The capacitors are added in the next diagram. The polarised electrolytics must be connected with the correct polarity, the negative terminal is usually indicated by a light coloured band down the side of the case and a row of minus signs. Take extra care when soldering the 10p ceramic, these are apparently easy to damage with excess heat, and they are a vital part of the high frequency stabilisation, without these the amplifier will almost certainly be unstable. Using some sort of heat-shunt clip close to the capacitor body when soldering is recommended, e.g. one of the clips sometimes used on test leads.
The last diagram shows the transistors. The 2SA1209 and 2SC2911 are shown with a thick black line to indicate the back metal part of the case.
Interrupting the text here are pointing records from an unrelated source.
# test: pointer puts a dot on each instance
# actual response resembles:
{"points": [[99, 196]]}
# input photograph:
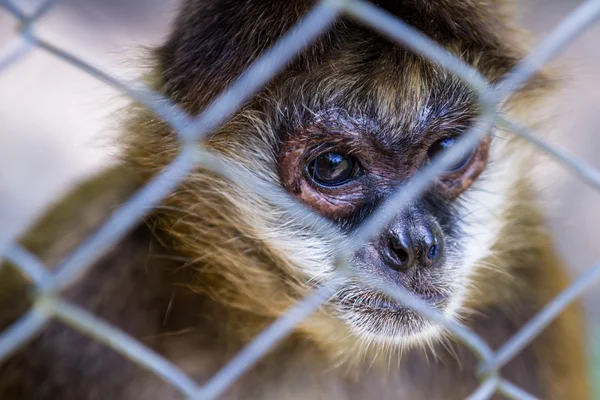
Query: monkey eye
{"points": [[333, 169], [445, 144]]}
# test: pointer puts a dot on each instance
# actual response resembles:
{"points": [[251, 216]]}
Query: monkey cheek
{"points": [[374, 316]]}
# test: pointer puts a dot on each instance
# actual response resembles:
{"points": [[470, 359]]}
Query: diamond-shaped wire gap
{"points": [[578, 167], [486, 389], [390, 25], [118, 340], [121, 221], [22, 331], [13, 51], [542, 319], [513, 391], [27, 18], [12, 8], [27, 263], [124, 219], [162, 106], [560, 37], [261, 71]]}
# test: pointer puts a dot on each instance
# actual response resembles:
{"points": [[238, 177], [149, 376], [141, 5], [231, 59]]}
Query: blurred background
{"points": [[56, 125]]}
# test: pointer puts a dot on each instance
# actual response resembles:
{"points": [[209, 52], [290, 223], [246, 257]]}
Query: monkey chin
{"points": [[377, 319]]}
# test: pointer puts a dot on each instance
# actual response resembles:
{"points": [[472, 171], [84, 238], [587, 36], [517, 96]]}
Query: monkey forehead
{"points": [[396, 99]]}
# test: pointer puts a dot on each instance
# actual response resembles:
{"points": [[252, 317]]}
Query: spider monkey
{"points": [[348, 121]]}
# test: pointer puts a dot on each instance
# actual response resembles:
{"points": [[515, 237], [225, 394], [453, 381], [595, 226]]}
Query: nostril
{"points": [[402, 255], [433, 252]]}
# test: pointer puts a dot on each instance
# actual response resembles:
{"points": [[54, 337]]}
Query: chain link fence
{"points": [[49, 305]]}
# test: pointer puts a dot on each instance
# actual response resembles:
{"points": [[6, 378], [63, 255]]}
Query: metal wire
{"points": [[48, 304]]}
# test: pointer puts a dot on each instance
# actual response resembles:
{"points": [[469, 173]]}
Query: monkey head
{"points": [[351, 120]]}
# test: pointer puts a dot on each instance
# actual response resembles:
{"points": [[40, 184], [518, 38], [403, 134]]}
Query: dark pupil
{"points": [[332, 168], [445, 144]]}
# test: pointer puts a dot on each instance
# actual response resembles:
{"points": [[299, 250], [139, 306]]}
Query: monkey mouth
{"points": [[378, 315]]}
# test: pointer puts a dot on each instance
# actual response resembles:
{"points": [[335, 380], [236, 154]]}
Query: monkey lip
{"points": [[377, 301]]}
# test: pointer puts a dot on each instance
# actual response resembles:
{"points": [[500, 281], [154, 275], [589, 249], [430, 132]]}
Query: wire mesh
{"points": [[49, 305]]}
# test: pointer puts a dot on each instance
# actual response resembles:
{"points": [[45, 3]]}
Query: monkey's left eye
{"points": [[333, 169], [445, 144]]}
If a supply voltage much more than the recommended 60V is used it may be a good idea to attach small heatsinks to the 2SA1209 current sources (these are the ones furthest from the centre of the board). Even at 60V they get quite hot, so a heatsink will at least increase their lifetime even though it is not essential.
The leds must have cathode, c, and anode, a, the right way round, otherwise serious damage may result when switched on after the transistors are added. It is a good idea to add the leds first before the transistors and try connecting the power supply to check that the leds all have voltage drop around 1.7V to 1.8V, or just check that they all light up. (Actually only 3 in each channel will light at this stage, the mosfet bias led only works when the transistors are included). For most leds the cathode is identified by either a flat on the body or by a shorter lead, but there are a few exceptions to this rule, so the data sheet of any different types used should be checked if there is any doubt.
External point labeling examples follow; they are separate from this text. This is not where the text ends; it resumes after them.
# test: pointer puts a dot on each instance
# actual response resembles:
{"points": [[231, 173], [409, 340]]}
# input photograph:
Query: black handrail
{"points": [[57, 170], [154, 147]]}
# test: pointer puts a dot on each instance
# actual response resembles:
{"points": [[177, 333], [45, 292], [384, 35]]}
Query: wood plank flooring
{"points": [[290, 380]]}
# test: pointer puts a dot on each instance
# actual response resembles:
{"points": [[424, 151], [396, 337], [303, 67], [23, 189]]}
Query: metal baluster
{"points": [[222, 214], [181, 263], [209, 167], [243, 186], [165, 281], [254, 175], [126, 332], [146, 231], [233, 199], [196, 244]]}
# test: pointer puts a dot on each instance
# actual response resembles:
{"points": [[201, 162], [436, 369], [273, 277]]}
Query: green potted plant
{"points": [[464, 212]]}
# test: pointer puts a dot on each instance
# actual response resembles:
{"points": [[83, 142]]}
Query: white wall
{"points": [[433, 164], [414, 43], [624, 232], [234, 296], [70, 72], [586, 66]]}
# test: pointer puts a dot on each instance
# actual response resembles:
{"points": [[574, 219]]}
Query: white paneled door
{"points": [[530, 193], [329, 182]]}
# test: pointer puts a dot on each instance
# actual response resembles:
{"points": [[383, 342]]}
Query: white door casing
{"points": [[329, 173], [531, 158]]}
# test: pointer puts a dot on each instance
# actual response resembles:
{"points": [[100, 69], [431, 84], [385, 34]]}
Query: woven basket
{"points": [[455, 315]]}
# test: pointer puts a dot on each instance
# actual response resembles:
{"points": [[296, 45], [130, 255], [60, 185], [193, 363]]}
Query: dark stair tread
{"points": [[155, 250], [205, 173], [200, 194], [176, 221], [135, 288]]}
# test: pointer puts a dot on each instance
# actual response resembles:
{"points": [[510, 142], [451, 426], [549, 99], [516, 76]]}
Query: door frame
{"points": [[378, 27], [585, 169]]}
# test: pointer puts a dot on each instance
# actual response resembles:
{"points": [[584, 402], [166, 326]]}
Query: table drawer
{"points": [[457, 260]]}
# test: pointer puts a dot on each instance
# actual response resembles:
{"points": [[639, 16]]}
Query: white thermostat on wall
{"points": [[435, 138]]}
A separate mains earth in the signal source should be avoided if this can be done safely, and most cd players etc. use double insulation power supplies to allow earth links to be omitted without danger. Keeping everything simple is a good idea, and I prefer a direct connection from a 10k log volume control to amplifier input, and plug a single input lead from the volume control into the signal source. Pre-amps and input selectors are best avoided, unless the pre-amp solves some impedance or signal level matching problem. If an input selector switch is really necessary one possible improvement is switching both signal and earth inputs so that there are not a whole array of input earths connected at the same time, each with possible interference pickup problems.